Beyond scent alone, Covalo search behavior reveals how fragrance discovery is increasingly filtered through certification and transparency lenses. While organic certification is not a wellness claim in itself, it acts as a strong proxy for trust, purity, and perceived safety, particularly in fragrance formulation.

This is most evident in the popularity of organic rose, which leads fragrance-wellness overlap searches in 2025, far ahead of other pairings. Alongside rose, botanicals traditionally associated with calm and balance – such as neroli, chamomile, lavender, and ylang-ylang – consistently appear in wellness-adjacent fragrance searches. 

The takeaway is clear: formulators are not just selecting fragrance ingredients for how they smell, but for what they signal: care, credibility, and alignment with wellbeing-driven brand narratives. 

Comfort fragrance meets neurocosmetics

What makes the rise of comfort fragrances particularly compelling is how closely it mirrors the logic of neurocosmetics.
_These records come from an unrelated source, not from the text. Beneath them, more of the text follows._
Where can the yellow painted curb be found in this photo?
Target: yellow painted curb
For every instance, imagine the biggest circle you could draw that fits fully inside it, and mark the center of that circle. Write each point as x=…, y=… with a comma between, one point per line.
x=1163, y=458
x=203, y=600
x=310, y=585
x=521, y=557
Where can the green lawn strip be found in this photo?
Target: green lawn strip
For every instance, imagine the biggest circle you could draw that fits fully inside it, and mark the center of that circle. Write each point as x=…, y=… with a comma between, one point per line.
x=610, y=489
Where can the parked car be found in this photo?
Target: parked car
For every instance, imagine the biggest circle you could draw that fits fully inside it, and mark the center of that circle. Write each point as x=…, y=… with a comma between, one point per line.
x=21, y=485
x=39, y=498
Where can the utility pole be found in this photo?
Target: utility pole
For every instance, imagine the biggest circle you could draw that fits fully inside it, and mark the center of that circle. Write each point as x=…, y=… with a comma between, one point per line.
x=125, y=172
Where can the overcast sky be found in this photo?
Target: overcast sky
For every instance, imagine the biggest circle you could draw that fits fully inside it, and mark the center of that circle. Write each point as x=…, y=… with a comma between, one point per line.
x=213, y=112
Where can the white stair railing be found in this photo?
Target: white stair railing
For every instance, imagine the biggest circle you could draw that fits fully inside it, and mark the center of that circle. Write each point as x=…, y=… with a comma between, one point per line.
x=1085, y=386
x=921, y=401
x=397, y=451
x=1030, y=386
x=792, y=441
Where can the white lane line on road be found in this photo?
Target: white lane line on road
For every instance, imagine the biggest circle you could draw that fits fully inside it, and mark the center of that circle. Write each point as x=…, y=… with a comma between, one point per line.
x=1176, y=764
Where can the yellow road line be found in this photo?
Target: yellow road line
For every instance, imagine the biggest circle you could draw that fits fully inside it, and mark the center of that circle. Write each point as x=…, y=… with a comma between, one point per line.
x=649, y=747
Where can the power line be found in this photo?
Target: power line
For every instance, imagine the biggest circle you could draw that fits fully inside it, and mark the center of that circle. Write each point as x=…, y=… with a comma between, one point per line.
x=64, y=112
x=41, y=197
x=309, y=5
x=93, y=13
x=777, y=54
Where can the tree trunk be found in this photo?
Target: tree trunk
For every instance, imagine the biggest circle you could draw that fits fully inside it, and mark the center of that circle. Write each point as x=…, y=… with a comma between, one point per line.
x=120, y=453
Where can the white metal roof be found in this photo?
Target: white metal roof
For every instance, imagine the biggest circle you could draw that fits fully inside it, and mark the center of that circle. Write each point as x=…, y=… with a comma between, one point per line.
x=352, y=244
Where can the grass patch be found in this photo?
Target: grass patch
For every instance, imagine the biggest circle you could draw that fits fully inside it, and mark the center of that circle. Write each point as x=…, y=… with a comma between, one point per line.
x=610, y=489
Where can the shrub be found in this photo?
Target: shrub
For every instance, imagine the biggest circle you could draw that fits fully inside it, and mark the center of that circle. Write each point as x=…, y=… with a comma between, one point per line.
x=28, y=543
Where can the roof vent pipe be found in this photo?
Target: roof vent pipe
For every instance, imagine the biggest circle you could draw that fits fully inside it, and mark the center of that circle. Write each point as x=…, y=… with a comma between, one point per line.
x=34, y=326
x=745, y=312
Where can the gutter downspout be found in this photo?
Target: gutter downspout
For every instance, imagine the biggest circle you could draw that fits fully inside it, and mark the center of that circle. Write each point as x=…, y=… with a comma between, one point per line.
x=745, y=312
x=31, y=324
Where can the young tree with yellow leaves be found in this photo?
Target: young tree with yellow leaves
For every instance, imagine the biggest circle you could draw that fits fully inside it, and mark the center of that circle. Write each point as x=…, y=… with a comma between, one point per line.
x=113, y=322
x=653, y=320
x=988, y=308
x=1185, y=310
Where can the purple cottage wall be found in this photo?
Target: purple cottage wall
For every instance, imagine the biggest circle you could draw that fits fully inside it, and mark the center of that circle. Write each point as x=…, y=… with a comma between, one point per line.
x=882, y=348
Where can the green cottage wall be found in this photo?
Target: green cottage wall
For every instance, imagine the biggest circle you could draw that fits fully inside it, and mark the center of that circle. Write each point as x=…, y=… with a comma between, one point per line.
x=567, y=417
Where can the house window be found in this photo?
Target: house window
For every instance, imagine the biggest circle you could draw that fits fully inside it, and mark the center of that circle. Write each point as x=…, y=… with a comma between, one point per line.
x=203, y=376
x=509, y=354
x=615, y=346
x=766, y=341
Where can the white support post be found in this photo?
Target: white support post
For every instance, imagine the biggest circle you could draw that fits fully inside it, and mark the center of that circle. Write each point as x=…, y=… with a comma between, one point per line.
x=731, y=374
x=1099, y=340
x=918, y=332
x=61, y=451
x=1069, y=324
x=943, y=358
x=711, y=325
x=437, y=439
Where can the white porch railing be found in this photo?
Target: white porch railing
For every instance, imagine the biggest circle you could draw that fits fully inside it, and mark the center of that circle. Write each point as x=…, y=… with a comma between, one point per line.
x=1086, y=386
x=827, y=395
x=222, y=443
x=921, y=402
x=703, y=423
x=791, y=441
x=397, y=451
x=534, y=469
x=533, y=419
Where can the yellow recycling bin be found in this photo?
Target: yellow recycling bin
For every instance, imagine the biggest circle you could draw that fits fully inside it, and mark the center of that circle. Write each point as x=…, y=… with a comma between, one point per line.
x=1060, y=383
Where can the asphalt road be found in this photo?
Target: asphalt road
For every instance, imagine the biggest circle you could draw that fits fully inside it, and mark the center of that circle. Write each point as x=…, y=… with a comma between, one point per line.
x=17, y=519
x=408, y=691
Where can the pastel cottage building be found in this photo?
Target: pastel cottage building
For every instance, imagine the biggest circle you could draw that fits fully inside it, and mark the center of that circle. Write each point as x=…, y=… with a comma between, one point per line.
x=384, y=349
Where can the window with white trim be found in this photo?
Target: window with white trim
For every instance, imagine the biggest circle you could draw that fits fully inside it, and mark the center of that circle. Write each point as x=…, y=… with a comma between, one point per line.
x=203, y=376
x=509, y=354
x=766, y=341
Notes such as cocoa, vanilla, honey, rose, and lavender are not only warm and familiar; they are widely associated with relaxation, emotional balance, and positive sensory experiences.

In neurocosmetic formulation, fragrance becomes more than an olfactive signature. It acts as a sensorial cue that shapes how a product is perceived on the skin, influencing feelings of comfort, safety, and indulgence. This helps explain why fragrance ingredient discovery nowadays is increasingly intertwined with wellness filters, botanical origins, and certification signals that reinforce trust and emotional reassurance.

In conclusion

Taken together, these trends point to a broader evolution in fragrance development. Comfort notes deliver emotional warmth, botanical profiles evoke calm, and certification builds consumer trust. In this context, fragrance becomes more than an olfactive layer; it becomes part of an emotional experience.

As Valentine's Day approaches, this intersection of comfort, connection, and wellbeing feels particularly relevant. Fragrance is no longer just about attraction; it's about creating moments of reassurance, intimacy, and sensory escape.